As people opposing Gaddafi's ridiculous autocracy and ethnic cleansing, the rebels' main job was to get him out of power (and hopefully not tear the country to ribbons while doing it). That was their original goal. But then, how do you explain Gaddafi's battered body yesterday? Easily: it was hate. It was anger over him and everything about him and the fact that he was the enemy. Why is it that hate is the most human trait there is, yet it's the one we're supposed to rise above? But that's the thing: every human, no matter what their beliefs or culture knows that hate is wrong. They know what it does. They know that hate festers until it's all there is. Fear is the mind-killer, but hate is the soul-killer. We all know it, but we still let it get the best of us.

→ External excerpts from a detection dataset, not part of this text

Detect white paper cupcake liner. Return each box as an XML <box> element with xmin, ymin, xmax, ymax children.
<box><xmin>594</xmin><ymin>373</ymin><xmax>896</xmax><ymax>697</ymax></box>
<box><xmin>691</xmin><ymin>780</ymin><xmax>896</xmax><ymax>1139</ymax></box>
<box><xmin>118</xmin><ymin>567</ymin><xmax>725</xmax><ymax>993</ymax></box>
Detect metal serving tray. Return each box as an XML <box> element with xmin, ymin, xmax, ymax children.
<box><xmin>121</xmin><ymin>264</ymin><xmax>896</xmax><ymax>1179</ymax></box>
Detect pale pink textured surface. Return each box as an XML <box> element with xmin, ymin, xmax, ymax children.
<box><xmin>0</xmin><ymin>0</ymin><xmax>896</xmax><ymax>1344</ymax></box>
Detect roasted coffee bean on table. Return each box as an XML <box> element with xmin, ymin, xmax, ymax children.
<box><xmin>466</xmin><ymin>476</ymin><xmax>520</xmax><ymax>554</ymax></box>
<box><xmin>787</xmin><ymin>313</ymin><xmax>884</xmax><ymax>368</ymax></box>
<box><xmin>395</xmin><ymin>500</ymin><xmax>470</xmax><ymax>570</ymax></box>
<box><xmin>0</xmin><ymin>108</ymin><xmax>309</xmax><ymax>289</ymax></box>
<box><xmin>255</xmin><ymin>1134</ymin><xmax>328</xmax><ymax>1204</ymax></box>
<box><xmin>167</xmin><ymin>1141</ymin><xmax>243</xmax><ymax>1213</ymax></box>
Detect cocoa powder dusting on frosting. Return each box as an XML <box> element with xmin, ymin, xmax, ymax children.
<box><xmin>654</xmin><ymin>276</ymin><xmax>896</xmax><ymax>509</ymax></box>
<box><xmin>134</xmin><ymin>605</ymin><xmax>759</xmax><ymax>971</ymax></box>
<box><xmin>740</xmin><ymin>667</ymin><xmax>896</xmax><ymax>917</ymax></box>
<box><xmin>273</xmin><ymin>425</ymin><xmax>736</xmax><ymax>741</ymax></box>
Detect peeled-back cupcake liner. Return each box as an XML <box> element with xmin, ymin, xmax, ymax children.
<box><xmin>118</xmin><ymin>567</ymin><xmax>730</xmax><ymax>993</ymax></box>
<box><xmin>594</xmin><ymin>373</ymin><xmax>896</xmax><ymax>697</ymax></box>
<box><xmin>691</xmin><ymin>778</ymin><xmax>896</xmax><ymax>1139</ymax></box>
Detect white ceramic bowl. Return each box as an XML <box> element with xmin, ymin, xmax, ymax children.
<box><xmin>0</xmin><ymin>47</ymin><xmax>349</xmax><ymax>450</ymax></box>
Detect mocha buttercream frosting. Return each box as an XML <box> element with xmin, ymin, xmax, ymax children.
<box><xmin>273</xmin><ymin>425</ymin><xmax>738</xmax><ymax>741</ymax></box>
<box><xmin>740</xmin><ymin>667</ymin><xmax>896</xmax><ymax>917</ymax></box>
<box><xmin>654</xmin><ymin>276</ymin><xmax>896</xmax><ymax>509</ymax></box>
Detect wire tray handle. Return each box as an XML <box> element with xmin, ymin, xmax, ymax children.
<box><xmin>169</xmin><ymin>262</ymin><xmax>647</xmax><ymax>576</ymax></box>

Overwhelming anger and passion is the only way an average person could actually go through with killing someone. (Psychopaths and sociopaths obviously operate differently, but we shan't go into them now.) But when you're full of hate, you change. Killing becomes less of a big deal. It becomes less justice and more vengeance, and you've probably forgotten the real reason you were angry in the first place. That dudes who were parading Gaddafi's corpse were all like "Fuck yeah! We killed that sonbitch!"

Yeah, you killed him. Now what?

Because that's the thing: killing him during a raid is just vengeance. You showed everyone (especially Gaddafi) that you were pissed off. But you forgot why. If he was put on trial and had a sentence according to the local legal system, the whole world would've seen why the rebels were angry. They would've showed everyone that Gaddafi's a bad guy, he did bad things, and they refuse to be ruled by that. Execution under law is a political and social choice of a people. But Gaddafi was just killed out in the streets; what was done to him, he'd probably had done to others in the past, but that doesn't make it right.

And, when you kill someone: you just became a killer. You just became the thing you hated. The bullied became the bully; the beaten child beats his children. And that, my friends, is the worst kind of hypocrisy there is.

But with all that said, I sincerely hope the Libyan people find peace, because they deserve it. Everyone does.